With the increasing resistance of bacteria to antibiotics, there is a growing need for alternate therapeutic strategies to treat bacterial infection. Swem et al. built upon previous work in which their group identified a synthetic compound (4606-4237) that interfered with a type of bacterial communication called quorum sensing, which has been implicated in bacterial pathogenicity. Quorum sensing can occur through two different receptor signaling pathways. LuxN-type quorum sensing occurs at the cell surface, with LuxN-type receptors binding extracellular acyl-homoserine lactones (AHLs) and signaling through a two-component histidine phosphorelay to regulate transcription. The second involves the LuxR type of proteins, which are cytoplasmic and typically stabilized by binding to AHLs, whereupon they bind DNA to promote transcription.
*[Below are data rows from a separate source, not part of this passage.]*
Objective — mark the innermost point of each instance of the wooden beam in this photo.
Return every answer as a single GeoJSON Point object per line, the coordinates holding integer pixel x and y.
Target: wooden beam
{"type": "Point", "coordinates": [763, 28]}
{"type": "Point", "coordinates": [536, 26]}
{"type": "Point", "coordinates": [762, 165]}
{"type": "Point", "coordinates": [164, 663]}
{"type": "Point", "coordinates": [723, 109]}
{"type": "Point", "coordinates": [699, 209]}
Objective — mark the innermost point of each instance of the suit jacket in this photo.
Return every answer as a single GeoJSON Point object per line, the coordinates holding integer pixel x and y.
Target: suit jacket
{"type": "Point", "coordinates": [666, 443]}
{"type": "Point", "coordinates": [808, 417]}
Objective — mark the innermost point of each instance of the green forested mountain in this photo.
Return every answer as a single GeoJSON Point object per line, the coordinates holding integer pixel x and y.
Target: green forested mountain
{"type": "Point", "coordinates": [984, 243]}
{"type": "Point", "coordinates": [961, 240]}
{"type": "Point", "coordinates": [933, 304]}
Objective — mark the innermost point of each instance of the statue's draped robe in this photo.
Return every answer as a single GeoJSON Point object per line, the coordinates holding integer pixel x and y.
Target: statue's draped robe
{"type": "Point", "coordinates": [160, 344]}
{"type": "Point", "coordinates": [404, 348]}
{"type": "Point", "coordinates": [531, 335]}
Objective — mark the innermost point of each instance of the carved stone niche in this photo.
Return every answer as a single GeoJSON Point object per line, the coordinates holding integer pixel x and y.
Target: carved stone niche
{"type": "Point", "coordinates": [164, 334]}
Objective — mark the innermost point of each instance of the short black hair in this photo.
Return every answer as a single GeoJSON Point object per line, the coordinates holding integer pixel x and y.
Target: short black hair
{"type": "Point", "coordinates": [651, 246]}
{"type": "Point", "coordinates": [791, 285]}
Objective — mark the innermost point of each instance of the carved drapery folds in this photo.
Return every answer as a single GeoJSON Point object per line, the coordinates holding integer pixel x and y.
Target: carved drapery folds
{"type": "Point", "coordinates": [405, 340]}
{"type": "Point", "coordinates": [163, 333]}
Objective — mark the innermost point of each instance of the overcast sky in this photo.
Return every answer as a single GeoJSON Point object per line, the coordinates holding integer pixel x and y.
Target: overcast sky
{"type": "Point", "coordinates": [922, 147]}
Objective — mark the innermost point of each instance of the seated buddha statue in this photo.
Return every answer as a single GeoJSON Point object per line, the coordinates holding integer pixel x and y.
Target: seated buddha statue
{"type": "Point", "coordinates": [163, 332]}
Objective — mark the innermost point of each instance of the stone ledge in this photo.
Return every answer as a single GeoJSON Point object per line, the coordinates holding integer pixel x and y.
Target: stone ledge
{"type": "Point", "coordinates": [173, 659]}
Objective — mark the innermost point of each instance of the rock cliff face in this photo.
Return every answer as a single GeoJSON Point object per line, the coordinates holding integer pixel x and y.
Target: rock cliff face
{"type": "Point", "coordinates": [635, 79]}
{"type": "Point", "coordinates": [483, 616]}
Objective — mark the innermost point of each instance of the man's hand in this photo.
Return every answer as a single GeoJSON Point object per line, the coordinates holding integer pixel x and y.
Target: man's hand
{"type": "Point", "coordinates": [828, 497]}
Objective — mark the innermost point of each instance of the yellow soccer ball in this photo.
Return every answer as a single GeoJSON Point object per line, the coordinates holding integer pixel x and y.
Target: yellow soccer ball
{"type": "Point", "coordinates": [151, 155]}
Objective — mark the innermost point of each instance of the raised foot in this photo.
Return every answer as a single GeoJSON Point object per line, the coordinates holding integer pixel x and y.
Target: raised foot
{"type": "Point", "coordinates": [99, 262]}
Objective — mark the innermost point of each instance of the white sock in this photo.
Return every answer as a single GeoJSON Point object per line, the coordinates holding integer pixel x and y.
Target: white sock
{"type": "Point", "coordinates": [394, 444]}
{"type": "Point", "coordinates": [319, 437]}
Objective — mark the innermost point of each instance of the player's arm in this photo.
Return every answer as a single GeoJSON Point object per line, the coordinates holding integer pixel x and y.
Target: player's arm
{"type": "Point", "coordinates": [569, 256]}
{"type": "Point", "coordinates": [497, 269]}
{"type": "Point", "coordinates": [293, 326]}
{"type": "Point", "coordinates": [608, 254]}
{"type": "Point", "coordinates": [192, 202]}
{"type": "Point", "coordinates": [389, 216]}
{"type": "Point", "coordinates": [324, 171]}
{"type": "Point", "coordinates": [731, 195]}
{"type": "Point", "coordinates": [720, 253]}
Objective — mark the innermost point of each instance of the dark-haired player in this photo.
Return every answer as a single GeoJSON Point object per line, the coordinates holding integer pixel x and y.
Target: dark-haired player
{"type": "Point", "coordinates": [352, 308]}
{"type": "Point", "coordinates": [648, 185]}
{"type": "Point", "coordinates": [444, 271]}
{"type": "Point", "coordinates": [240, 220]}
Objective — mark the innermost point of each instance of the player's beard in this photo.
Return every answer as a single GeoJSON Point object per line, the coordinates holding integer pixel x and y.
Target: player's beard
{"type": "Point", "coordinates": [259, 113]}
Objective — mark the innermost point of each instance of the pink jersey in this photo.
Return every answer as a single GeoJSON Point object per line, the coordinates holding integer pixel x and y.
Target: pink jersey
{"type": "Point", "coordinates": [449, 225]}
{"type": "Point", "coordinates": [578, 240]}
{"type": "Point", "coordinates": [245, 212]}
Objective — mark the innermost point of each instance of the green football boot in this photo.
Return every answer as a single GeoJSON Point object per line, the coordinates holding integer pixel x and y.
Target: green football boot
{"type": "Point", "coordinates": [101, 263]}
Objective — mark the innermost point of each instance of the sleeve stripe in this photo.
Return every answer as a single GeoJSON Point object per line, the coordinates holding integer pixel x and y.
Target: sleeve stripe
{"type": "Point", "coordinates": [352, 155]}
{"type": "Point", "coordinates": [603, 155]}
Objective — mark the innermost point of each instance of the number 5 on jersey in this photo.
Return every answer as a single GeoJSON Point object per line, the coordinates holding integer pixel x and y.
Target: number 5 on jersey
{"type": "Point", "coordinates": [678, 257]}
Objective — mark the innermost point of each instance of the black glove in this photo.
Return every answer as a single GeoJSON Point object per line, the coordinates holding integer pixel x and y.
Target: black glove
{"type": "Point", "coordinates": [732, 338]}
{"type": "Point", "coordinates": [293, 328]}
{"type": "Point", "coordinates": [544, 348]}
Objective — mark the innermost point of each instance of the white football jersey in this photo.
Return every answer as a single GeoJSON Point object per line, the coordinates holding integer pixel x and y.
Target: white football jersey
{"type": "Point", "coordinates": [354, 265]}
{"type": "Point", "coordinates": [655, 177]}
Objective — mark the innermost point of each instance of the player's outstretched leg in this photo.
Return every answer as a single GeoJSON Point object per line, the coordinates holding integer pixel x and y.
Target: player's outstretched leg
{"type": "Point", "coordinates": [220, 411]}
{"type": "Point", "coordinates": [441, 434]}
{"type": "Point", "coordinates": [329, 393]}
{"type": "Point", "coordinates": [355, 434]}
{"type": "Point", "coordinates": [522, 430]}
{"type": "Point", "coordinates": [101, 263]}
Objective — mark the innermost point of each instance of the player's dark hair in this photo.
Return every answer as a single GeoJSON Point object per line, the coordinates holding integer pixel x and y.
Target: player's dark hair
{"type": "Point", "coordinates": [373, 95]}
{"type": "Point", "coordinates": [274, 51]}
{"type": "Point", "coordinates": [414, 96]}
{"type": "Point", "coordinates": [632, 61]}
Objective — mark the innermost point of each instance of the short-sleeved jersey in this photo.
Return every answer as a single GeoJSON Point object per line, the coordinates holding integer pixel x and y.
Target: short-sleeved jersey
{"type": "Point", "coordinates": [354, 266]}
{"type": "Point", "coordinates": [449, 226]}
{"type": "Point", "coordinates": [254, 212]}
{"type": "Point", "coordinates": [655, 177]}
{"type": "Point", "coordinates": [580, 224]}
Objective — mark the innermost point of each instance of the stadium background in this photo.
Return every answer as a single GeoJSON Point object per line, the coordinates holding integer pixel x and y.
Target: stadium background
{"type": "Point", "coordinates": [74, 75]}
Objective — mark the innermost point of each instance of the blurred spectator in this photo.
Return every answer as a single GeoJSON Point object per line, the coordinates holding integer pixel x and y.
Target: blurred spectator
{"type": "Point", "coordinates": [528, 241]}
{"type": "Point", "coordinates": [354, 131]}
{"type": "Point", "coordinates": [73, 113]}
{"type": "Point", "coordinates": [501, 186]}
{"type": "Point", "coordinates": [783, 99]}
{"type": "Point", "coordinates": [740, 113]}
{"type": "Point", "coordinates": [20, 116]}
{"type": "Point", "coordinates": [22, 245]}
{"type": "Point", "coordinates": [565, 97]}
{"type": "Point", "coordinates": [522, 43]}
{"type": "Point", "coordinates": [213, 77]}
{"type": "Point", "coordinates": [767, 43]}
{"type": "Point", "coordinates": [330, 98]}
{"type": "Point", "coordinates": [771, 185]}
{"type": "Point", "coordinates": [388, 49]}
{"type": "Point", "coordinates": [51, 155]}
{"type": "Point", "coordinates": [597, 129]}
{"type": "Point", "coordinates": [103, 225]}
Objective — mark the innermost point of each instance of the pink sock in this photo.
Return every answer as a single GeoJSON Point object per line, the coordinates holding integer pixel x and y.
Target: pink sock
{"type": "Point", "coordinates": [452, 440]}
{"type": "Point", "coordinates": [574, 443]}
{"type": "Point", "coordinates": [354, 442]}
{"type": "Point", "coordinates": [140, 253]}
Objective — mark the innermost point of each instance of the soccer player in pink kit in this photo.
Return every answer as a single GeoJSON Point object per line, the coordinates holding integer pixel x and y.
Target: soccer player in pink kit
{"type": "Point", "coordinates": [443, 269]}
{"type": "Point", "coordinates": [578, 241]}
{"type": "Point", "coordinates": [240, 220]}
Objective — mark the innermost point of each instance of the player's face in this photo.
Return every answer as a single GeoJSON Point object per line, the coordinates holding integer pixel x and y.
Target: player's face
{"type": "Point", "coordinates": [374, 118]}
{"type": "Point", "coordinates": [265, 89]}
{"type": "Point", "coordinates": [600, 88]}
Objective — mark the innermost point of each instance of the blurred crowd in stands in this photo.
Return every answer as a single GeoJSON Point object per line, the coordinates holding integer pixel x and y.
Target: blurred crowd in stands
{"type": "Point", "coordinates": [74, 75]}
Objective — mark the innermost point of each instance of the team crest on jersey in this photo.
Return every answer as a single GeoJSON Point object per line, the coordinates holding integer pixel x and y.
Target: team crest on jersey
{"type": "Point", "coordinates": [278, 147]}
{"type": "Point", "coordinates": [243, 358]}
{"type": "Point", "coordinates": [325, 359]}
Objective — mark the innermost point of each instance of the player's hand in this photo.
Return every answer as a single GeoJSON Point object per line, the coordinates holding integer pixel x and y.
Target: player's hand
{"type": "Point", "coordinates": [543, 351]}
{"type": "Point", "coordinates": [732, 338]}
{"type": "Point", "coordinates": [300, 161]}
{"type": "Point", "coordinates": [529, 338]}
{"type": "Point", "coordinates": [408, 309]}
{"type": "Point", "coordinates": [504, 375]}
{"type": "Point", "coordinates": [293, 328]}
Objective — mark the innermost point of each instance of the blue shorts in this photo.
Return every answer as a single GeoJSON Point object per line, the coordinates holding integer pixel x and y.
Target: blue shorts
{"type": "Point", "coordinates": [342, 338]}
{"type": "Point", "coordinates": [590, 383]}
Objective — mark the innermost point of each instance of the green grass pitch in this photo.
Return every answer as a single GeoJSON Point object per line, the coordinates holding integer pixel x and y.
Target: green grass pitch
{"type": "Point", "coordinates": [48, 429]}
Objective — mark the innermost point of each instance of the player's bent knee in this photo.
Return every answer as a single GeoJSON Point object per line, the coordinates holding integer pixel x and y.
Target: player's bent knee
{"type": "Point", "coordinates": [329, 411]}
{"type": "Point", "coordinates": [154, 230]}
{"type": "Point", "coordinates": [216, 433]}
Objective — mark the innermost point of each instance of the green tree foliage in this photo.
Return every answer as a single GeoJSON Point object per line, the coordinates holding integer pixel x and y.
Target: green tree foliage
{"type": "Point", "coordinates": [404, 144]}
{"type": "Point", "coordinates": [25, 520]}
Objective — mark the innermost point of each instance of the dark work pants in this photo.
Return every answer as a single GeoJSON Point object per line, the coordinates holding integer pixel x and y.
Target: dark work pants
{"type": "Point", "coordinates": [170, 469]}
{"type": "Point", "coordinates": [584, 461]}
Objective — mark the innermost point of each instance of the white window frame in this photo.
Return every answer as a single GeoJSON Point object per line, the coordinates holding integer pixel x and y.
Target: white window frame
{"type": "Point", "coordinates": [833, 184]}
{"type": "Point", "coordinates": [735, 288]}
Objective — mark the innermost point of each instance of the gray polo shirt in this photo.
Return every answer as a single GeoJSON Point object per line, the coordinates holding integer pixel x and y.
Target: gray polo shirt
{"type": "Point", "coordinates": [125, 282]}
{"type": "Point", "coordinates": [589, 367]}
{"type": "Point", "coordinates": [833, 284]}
Swem et al. report that 4606-4237, known to antagonize LuxN-type receptors, as well as two new derivatives of this compound, chlorothiolactone (CTL) and chlorolactone (CL), antagonized the activity of LuxR-type receptors from the bacteria Chromobacterium violaceum. These compounds inhibited the transcriptional activity of the LuxR-type receptor CviR. Although the solubility of CviR was increased in the presence of these antagonists (just as in the presence of AHLs), CviR bound to the antagonists but failed to bind DNA. Swem et al. found that the two new compounds, CTL and CL, also inhibited LuxN signaling in Vibrio harveyi, and the order of potency of the compounds was similar for both types of quorum sensing: CL > CTL > 4606-4237. Survival of Caenorhabditis elegans infected with C. violaceum was improved by the application of the antagonists, validating the therapeutic potential of these antagonists. Thus, this type of antagonist may provide effective lead compounds for developing drugs to combat Gram-negative bacterial infection.

L. R. Swem, D. L. Swem, C. T. O’Loughlin, R. Gatmaitan, B. Zhao, S. M. Ulrich, B. L. Bassler, A quorum-sensing antagonist targets both membrane-bound and cytoplasmic receptors and controls bacterial pathogenicity. Mol. Cell 35, 143–153 (2009).[Online Journal]

Citation: N. R. Gough, Building Better Antibacterials. Sci. Signal. 2, ec259 (2009).